[Jill] Lepore writes, “In 1910, Taft appointed Hughes to the Supreme Court, where, as a champion of civil liberties, he often joined with Holmes in dissent.”...Much more detail at the link.
For decades Holmes’s liberal acolytes and fans argued to the contrary, but it’s well-established at this point that he was no champion of civil liberties. Holmes did eventually become a defender of freedom of speech, but that didn’t occur until after Hughes quit the Court to run for president in 1916.
And here's the New Yorker article. For all the history, it's really another one of those articles — like the Jeffrey Rosen TNR essay we talked about yesterday — trying to shape public opinion around the potential Supreme Court opinion that strikes down the Affordable Care Act. Like Rosen, she says:
What people think about judicial review usually depends on what they think about the composition of the Court. When the Court is liberal, liberals think judicial review is good, and conservatives think it’s bad. This is also true the other way around....And like Rosen, she ends with an embrace of the value that law and politics should be separate — even as, like Rosen, she nudges us to think that it's the conservatives on the Court who pose the threat:
The separation of law from politics... has proved elusive. That’s not surprising—no such separation being wholly possible—but some years have been better than others. One of the worst was 2000, when the Court determined the outcome of a disputed Presidential election. The real loser in that election, Justice John Paul Stevens said in his dissent in Bush v. Gore, “is the Nation’s confidence in the judge as an impartial guardian of the rule of law.”...That's a strange way to end it, since federal judges are appointed and don't have to run for election. The independence of the federal judiciary isn't threatened by Citizens United. The independence of the federal judiciary, if anything, produced Citizens United — in which the Supreme Court, stocked with election-free judges, struck down a federal statute that was an effort by elected officials to control who gets to speak during elections.
Federally, few rulings have wreaked such havoc on the political process as the 2010 case Citizens United v.

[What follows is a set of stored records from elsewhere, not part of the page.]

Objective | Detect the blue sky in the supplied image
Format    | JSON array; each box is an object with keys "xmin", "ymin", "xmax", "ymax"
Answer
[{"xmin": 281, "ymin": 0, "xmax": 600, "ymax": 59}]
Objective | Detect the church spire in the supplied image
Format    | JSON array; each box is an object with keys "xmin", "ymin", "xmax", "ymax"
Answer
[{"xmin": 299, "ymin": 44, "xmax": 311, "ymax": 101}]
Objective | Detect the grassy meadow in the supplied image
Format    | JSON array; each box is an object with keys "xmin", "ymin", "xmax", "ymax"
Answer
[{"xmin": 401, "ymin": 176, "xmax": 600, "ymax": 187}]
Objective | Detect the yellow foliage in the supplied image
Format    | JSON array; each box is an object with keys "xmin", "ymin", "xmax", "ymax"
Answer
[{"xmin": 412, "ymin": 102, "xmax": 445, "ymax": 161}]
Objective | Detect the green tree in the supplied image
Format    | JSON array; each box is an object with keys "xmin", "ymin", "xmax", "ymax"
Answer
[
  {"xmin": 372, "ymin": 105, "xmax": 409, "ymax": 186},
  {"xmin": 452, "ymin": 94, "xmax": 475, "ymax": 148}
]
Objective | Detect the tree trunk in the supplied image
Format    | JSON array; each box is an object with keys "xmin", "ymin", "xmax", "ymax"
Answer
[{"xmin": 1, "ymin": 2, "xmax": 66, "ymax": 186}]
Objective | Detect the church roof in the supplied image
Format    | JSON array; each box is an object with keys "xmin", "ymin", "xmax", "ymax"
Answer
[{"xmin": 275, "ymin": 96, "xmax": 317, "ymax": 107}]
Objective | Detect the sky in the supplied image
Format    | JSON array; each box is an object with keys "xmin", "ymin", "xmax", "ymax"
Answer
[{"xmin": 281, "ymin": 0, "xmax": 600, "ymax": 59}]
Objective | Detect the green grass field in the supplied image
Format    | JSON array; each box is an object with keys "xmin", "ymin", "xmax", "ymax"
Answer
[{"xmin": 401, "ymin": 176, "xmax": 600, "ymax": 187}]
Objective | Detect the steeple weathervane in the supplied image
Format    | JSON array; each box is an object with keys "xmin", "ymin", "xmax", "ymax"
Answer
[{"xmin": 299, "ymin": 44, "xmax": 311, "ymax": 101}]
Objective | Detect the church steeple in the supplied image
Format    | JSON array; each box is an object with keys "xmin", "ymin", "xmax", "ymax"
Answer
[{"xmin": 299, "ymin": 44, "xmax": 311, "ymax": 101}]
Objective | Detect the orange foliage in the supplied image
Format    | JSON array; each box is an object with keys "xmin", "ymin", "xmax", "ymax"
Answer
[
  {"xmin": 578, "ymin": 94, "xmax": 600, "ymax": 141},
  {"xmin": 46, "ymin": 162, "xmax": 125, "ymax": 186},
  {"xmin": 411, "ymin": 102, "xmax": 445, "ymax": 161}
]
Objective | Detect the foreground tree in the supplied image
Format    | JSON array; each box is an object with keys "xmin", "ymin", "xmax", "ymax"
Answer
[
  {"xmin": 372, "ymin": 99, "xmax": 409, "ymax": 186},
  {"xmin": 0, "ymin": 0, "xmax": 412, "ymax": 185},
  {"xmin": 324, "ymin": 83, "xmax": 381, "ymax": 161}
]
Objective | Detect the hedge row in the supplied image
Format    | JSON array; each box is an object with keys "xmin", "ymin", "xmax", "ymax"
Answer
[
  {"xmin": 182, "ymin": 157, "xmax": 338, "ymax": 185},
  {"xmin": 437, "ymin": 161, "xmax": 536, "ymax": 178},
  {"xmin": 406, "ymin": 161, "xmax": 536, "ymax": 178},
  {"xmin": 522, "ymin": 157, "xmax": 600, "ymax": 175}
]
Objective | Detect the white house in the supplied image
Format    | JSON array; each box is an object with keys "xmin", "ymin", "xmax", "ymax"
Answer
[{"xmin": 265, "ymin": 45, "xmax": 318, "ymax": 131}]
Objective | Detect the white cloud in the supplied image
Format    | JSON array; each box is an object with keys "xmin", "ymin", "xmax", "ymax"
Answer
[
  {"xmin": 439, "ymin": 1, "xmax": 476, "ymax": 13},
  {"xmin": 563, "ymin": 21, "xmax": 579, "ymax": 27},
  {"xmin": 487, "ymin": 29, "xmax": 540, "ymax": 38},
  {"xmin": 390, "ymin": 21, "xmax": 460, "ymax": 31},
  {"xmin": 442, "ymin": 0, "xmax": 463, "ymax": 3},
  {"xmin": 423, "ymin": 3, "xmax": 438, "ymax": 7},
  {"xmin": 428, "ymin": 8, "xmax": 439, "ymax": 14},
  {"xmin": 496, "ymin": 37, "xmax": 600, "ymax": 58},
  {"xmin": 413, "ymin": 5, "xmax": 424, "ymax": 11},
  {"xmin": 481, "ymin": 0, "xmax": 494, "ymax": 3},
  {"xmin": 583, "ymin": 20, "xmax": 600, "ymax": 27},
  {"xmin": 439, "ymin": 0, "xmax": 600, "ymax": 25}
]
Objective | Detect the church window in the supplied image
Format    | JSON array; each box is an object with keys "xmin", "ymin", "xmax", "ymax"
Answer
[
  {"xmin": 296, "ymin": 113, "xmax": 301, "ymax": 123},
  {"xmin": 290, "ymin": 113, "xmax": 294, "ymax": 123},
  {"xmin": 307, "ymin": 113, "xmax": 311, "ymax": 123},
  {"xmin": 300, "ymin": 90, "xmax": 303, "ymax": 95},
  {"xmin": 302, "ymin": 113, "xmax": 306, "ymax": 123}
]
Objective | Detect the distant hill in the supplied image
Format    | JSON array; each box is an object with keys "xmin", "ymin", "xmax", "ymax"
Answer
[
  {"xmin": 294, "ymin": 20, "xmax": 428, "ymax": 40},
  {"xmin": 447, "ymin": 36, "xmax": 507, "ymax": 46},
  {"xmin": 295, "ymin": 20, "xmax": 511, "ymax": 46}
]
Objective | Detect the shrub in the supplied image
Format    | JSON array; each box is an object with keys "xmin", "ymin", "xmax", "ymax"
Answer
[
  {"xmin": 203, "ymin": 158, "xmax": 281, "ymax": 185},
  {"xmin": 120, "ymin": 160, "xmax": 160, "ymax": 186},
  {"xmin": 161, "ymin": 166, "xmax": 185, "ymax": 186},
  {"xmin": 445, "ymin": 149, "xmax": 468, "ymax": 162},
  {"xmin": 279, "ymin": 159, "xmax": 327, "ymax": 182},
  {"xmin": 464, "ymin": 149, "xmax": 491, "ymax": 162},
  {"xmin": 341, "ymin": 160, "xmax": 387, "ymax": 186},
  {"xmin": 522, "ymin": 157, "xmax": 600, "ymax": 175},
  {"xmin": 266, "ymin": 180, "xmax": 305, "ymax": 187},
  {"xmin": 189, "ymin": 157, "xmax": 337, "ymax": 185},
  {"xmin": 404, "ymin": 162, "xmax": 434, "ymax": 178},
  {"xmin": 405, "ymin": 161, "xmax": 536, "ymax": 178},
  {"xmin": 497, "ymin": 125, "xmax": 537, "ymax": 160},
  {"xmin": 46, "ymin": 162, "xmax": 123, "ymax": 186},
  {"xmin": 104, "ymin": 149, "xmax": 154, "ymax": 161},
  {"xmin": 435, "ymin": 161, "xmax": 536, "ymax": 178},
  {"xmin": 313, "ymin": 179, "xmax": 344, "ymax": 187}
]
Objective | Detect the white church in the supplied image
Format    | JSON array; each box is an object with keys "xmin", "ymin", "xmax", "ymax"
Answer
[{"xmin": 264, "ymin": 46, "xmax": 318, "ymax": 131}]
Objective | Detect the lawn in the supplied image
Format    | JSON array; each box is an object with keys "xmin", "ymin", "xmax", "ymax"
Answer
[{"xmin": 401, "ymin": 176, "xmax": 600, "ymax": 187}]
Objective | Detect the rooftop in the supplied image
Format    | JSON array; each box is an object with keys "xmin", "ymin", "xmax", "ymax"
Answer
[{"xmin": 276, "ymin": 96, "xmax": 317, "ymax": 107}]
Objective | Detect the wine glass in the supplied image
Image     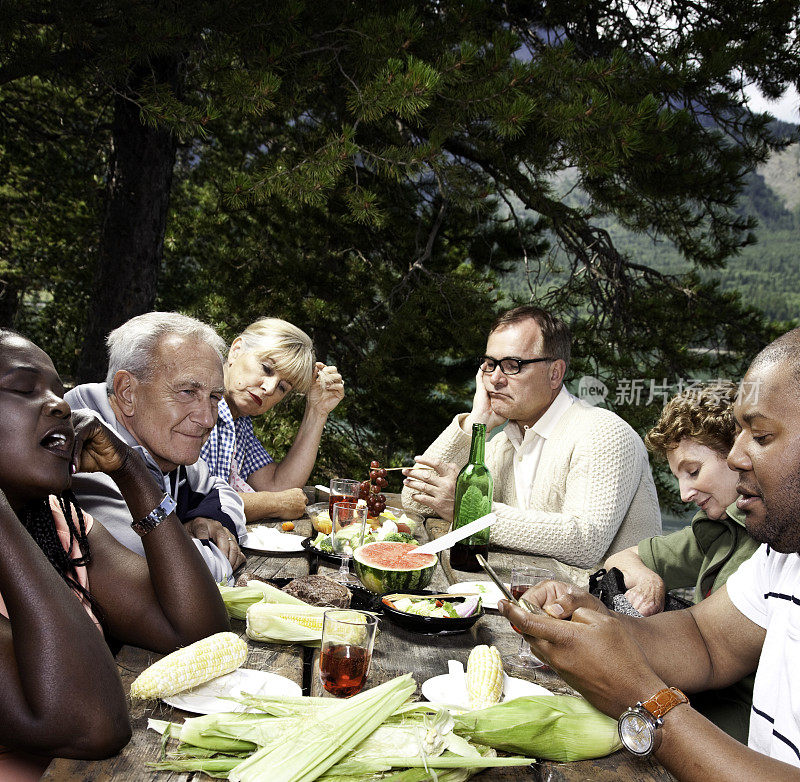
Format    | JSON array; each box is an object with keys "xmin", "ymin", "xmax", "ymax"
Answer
[
  {"xmin": 504, "ymin": 566, "xmax": 556, "ymax": 671},
  {"xmin": 330, "ymin": 502, "xmax": 368, "ymax": 585},
  {"xmin": 329, "ymin": 478, "xmax": 361, "ymax": 517},
  {"xmin": 319, "ymin": 609, "xmax": 378, "ymax": 697}
]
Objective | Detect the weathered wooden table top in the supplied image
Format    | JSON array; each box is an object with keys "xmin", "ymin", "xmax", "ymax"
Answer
[{"xmin": 43, "ymin": 493, "xmax": 674, "ymax": 781}]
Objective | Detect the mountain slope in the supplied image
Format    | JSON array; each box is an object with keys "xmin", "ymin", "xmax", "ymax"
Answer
[{"xmin": 503, "ymin": 133, "xmax": 800, "ymax": 324}]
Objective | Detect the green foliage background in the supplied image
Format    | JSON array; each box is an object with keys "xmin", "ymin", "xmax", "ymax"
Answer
[{"xmin": 2, "ymin": 0, "xmax": 800, "ymax": 506}]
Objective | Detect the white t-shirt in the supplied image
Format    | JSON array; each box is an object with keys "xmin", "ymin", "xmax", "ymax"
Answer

Federal Election Commission, whereby the Roberts Court struck down much of the McCain-Feingold Act, which placed restrictions on corporate and union funding of political campaigns. Stevens, in his dissent, warned that “a democracy cannot function effectively when its constituent members believe laws are being bought and sold.”
That, in the end, is the traffic to worry about. If not only legislators but judges serve at the pleasure of lobbyists, the people will have ceased to be their own rulers. Law will be commerce. And money will be king.
And since we're talking about New Yorker fact-checking, I don't like: "the McCain-Feingold Act, which placed restrictions on corporate and union funding of political campaigns." Citizens United struck down a restriction on spending on one's own speech. It wasn't about contributions to political campaigns, i.e., funding.